Ich schweige, weil ich für heute aufgegeben habe. Es mag Gründe geben, warum die gesellschaftliche Teilhabe für ältere Menschen eingeschränkt ist. Die Empfänglichkeit für Populismus und Nazi-Porn im Alter ist nur einer von vielen.
Ich mustere ihre Haare. Auf den grauen Ansatz folgt ein orangener Hennaton, dann ein verwaschenes Braun. Würde sie mehr aus sich machen, könnte sie eine schöne alte Frau sein. Eine Gütige, die ihre Tochter, ihre Enkelin und deren Kind umarmt und Kekse backt. Aber Marlene Moosburger hat aufgegeben, stark zugenommen. Abends trinkt sie einen Demi Bordeaux, obwohl sie es vehement abstreitet. Ihre Haut ist blass, zerknittert, hell und durchsichtig wie Pergamentpapier, ihre Zähne sind gelb, ihr Zahnfleisch hellrosa, ihre Brüste unförmige Wülste unter der gelben Strickjacke. Wie leere Lederbeutel hängen sie bis zum Bauchnabel.
Ich werde nicht dick. Niemals. Und wenn ich mit sechzig nur noch Sashimi esse und Stevia-Cola trinken muss.
»Wann kommt Martha heute, Mama?«
»Ich denke, um zwei.« Mutter sieht nicht vom Fernseher auf.
Ich gehe in die Küche, hole den Kuchen und setze mich wieder neben sie.

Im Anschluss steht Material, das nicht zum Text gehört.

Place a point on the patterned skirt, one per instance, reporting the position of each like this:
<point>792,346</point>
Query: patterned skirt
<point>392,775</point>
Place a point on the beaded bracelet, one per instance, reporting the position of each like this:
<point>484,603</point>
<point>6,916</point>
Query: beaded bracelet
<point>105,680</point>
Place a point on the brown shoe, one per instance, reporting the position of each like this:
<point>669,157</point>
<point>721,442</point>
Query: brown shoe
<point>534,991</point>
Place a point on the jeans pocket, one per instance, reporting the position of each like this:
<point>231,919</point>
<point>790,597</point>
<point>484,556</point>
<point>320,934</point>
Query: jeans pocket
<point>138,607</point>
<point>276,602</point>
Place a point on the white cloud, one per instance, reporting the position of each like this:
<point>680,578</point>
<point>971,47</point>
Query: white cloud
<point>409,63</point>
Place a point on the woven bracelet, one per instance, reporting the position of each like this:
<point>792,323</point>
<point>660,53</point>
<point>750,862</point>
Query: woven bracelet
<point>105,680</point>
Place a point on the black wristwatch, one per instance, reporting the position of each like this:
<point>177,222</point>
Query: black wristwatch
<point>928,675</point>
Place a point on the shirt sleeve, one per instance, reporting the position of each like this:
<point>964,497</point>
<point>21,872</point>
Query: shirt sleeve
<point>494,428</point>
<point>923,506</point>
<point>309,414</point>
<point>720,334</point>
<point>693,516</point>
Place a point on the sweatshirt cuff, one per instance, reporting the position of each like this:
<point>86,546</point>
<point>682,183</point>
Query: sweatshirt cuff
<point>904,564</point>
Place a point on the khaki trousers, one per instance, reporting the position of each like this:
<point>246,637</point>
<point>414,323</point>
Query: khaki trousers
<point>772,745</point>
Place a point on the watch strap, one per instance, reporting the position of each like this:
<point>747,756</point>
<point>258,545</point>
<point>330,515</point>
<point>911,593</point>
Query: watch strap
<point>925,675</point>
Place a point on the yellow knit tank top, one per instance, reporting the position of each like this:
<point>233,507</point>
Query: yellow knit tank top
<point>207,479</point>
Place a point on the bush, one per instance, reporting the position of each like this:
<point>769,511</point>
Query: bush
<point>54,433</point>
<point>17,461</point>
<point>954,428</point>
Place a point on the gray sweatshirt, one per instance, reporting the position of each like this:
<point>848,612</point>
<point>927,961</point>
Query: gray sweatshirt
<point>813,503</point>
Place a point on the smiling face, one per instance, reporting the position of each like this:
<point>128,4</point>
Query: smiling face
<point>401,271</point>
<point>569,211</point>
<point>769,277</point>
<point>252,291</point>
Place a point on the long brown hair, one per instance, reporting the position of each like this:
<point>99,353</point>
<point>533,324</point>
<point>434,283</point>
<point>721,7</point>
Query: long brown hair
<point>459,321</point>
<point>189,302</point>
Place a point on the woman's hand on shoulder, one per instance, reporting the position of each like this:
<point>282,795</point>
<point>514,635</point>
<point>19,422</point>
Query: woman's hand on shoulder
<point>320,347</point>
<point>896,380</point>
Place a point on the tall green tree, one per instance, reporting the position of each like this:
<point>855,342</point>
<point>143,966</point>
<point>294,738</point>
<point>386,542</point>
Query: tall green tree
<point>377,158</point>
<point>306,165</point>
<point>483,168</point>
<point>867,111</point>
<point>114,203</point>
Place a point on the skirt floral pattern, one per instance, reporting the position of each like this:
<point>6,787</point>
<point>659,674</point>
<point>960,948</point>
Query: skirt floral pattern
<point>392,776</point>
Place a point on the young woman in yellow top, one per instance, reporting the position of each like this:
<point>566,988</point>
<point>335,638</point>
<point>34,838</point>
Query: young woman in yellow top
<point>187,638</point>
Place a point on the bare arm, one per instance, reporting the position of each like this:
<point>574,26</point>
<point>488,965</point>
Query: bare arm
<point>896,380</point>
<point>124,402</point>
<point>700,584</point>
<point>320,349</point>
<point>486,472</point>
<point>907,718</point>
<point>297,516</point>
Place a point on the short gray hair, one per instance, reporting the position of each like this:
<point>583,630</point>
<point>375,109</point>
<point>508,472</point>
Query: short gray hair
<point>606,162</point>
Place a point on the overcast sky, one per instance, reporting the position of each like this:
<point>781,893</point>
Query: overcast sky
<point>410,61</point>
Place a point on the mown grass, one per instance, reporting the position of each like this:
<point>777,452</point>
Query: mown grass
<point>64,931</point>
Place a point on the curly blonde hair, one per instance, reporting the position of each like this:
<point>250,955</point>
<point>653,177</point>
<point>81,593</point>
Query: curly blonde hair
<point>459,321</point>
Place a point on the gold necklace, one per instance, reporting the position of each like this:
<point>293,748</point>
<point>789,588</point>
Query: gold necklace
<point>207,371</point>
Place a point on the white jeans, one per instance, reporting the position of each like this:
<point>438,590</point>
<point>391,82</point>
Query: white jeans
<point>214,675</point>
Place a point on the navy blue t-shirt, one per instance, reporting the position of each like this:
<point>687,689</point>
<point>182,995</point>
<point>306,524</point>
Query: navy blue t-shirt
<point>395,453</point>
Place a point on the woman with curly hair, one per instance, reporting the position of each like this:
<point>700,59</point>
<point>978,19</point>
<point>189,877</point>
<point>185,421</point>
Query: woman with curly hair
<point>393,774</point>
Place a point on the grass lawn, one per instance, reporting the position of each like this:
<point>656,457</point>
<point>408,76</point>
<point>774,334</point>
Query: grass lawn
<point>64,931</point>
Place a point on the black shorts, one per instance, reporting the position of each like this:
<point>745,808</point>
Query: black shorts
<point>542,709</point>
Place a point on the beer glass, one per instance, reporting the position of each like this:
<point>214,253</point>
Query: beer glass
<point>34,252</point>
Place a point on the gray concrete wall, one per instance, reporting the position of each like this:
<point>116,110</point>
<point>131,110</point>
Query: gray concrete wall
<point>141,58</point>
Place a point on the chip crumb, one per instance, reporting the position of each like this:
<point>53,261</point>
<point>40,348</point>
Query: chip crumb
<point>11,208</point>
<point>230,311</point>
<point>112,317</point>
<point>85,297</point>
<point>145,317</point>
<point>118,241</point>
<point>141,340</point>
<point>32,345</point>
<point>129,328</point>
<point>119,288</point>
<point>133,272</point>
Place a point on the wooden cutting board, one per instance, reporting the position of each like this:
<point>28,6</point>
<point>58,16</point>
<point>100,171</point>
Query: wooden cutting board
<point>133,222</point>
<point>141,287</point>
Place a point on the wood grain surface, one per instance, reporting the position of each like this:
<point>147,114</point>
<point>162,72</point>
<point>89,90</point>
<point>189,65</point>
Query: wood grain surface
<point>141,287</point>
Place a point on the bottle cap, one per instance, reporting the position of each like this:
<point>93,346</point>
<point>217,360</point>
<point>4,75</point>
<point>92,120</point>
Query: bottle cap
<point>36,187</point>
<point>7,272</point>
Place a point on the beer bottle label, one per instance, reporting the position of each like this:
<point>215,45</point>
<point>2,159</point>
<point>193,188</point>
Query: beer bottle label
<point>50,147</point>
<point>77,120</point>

Er ist in eine Schachtel verpackt, zwei Stücke aus der Konditorei, altdeutscher Apfelkuchen. Ich öffne die Schachtel und halte sie meiner Mutter unter die Nase.
»Hier, ich habe dir Apfelkuchen mitgebracht.« Zeigte ich ihn ihr nicht, würde sie gar nicht realisieren, dass er da ist.
Meine Mutter würdigt die 3,90-Euro-Stücke von Dallmayr nur mit einem kurzen Blick.
»Sind da Haselnüsse drin, ich esse nämlich keine...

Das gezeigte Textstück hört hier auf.